In lab 3 you built a tic-tac-toe game by implementing a series of functions that performed various tasks, which you then combined in various ways to implement the game logic. What you wrote was a *structured program*, which consist of sequences of instructions, utilizing control flow (if/then/else), repetition (while and for), block structures, and function calls. 

*Functional Programming* is another style of programming that is not well suited to writing games, but is well suited to manipulating data. A functional program performs computation by evaluating mathematical functions, where the output only depend on the input. Data passes through as inputs/outputs of functions, but is otherwise never changed.
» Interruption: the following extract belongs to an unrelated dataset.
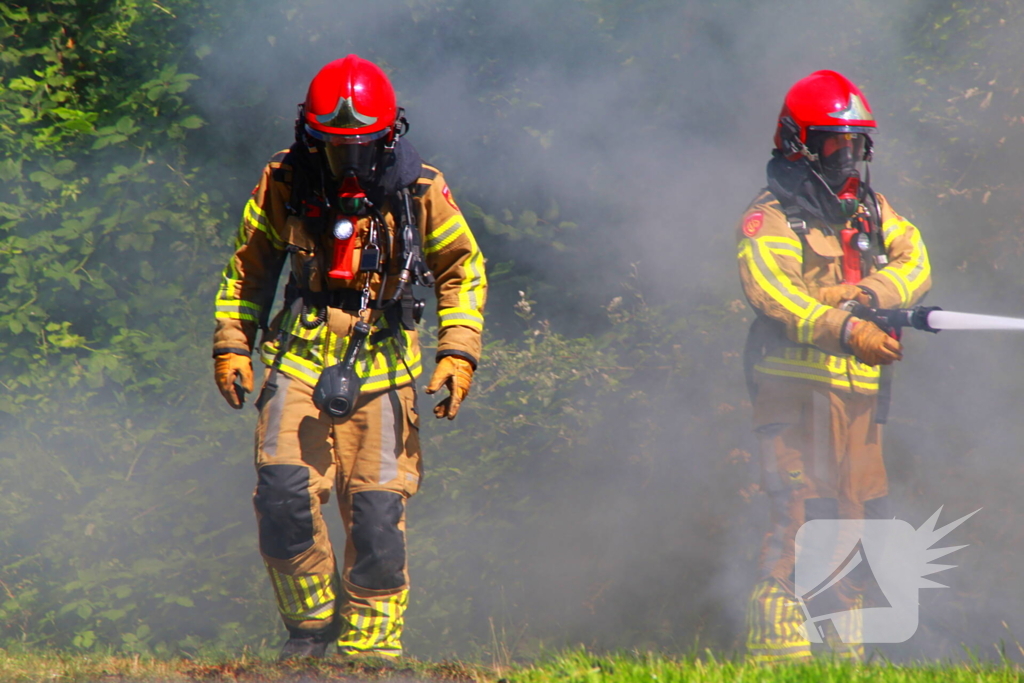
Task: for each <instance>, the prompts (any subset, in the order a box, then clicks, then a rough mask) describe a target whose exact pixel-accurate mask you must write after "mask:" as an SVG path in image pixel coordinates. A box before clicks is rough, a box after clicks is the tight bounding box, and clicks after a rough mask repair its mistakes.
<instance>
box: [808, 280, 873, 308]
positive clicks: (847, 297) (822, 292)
mask: <svg viewBox="0 0 1024 683" xmlns="http://www.w3.org/2000/svg"><path fill="white" fill-rule="evenodd" d="M851 300H852V301H856V302H857V303H861V304H864V305H865V306H870V305H871V297H870V296H868V295H867V293H866V292H865V291H864V290H862V289H860V288H859V287H857V286H856V285H847V284H846V283H844V284H842V285H831V286H829V287H822V288H821V289H820V290H818V301H820V302H821V303H823V304H824V305H826V306H831V307H833V308H836V307H838V306H839V305H840V304H841V303H843V302H844V301H851Z"/></svg>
This paradigm is often used in data science because manipulation of data can othen be viewed as composition of functions:

$$
D_{result} = f_n(f_{n-1}(...(f_0(D_{input}))))
$$

Consider the `find_min` example:

In [15]:
def a_function(x):
    return (1+x)**2

def find_min_0(f,x_min,x_max,steps=10):
    step_size=(x_max-x_min)/steps
    x=x_min
    y_min=f(x_min)
    x_min_val=x_min

    for i in range(steps):
        y=f(x)
        if y<y_min:
            x_min_val=x
            y_min=y
        x+=step_size
    
    return x_min_val

In [22]:
find_min_0(a_function,-10,10,100)

-1.000000000000002

Lets write the same thing in a more functional way by realizing that we can perform the same task as a set of composition of functions:

In [14]:
def linspace(x_min,x_max,steps=10):
    x=x_min
    step_size=(x_max-x_min)/steps
    out=list()
    while x<x_max:
        out.append(x)
        x+=step_size
    return out

def arg_min(lst):
    min_val=lst[0]
    min_index=0
    for i,val in enumerate(lst):
        if val<min_val:
            min_val=val
            min_index=i
            
    return min_index

def linspace(f,x_min,x_max,steps=10):
    x_vals=a_range(x_min,x_max,steps)
    y_vals=list(map(f,x_vals))
    index=arg_min(y_vals)
    return x_vals[index]



In [45]:
find_min(a_function,-10,10,100)

-1.000000000000002

Note that `find_min` can be as a single evaluation:

In [20]:
def find_min(f,x_min,x_max,steps=10):
    return a_range(x_min,x_max,steps)[arg_min(list(map(f,a_range(x_min,x_max,steps))))]


We could have implemented `a_range` and `arg_min` the same way, but instead of while loops use recursion:

In [35]:
def a_range(x_min,x_max,steps=10):
    if steps>1:
        return [x_min] + a_range(x_min+((x_max-x_min)/steps),x_max,steps-1)
    else:
        return [x_min]
        

We are not going to write functions this way, but the idea is to get familiar with seeing data manipulations as a composition of functions.